Les dépenses sociales continuent d’exploser partout en Europe, avec la France en tête du classement, tandis que le Danemark nage à contre-courant.Les pays européens se heurtent désormais au vieillissement de leur population, un phénomène qui pèse invariablement sur les dépenses publiques. Selon une étude publiée mercredi 3 décembre par la Drees, le service statistique du ministère de la Santé, les prestations sociales versées dans l’ensemble des pays de l’Union européenne sont passées de 2 700 milliards d’euros en 2007 à près de 4 600 milliards en 2023.
La France reste en tête des dépenses de prestations sociales, qui atteignent 31,7 % du PIB en 2023. Selon la Drees, l’Hexagone figure parmi les rares pays européens « où ces dépenses ont continué de croître alors qu’elles étaient déjà élevées en 2007 », citant l’exemple du Danemark, qui occupait la même position à l’époque mais a su inverser la tendance. La France, elle, reste prisonnière de cette trajectoire, principalement sous le poids des pensions de retraite.
Les retraites alourdissent les dépenses sociales
Les dépenses de prestations sociales affichent des disparités marquées selon où l’on se trouve en Europe : elles restent plus importantes dans les pays du nord et de l’ouest, plus modestes à l’est, tandis qu'au sud chaque pays présente une situation différente. Mais un dénominateur européen commun existe, le versement des pensions de retraite qui constitue le « premier déterminant de l’évolution des dépenses sociales en Europe » de 2007 à 2023, selon la Drees.

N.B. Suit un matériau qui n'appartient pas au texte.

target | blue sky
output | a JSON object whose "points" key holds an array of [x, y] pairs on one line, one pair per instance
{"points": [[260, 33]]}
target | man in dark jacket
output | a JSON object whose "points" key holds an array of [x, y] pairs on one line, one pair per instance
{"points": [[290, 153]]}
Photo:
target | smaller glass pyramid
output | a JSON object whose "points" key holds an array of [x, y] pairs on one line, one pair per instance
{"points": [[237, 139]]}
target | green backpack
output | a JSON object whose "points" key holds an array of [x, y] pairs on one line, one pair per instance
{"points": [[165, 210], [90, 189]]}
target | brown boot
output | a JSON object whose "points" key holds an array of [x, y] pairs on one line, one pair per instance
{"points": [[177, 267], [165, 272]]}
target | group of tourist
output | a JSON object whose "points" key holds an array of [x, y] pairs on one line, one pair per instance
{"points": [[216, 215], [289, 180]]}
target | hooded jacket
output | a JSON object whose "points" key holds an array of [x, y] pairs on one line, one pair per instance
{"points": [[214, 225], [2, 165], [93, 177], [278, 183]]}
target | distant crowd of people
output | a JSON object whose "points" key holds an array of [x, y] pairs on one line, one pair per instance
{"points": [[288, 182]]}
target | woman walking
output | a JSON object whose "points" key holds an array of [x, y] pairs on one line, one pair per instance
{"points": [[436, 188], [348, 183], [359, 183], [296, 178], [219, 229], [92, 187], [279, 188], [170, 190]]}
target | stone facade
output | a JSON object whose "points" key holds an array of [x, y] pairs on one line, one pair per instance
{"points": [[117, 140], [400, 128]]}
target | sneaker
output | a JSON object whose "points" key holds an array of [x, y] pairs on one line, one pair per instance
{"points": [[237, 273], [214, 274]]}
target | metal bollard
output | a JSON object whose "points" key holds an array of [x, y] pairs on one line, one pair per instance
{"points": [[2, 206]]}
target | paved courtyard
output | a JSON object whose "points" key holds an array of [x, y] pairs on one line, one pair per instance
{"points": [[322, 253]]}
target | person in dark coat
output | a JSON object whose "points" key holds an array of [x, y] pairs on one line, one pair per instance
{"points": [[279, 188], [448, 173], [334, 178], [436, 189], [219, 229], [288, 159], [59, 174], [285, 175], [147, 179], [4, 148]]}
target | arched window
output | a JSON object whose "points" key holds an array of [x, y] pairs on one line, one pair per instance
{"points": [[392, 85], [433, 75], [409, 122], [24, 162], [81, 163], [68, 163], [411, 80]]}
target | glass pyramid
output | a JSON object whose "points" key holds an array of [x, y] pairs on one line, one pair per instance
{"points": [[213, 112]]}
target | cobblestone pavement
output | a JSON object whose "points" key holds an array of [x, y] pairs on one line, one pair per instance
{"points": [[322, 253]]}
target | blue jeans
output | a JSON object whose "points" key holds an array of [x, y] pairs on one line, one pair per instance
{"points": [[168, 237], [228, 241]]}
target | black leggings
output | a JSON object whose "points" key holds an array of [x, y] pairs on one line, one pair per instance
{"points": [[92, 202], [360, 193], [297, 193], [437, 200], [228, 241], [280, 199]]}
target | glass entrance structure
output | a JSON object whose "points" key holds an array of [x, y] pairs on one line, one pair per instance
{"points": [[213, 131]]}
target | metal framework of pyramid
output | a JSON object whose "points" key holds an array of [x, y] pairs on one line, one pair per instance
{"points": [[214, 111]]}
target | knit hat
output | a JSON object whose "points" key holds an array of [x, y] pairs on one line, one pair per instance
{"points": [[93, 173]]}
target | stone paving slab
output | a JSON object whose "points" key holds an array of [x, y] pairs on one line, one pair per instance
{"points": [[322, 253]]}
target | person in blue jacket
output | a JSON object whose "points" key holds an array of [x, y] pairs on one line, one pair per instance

En France, les dépenses de prestations sociales ont augmenté de 2,8 points de PIB sur la période, un rythme similaire à celui de l’Allemagne (+ 2,7 points) et légèrement supérieur à la moyenne européenne (+ 2,3). En 2023, l’Hexagone se classe ainsi en tête en Europe pour la part des dépenses sociales dans le PIB, une position qu’il devrait néanmoins laisser à la Finlande en 2024.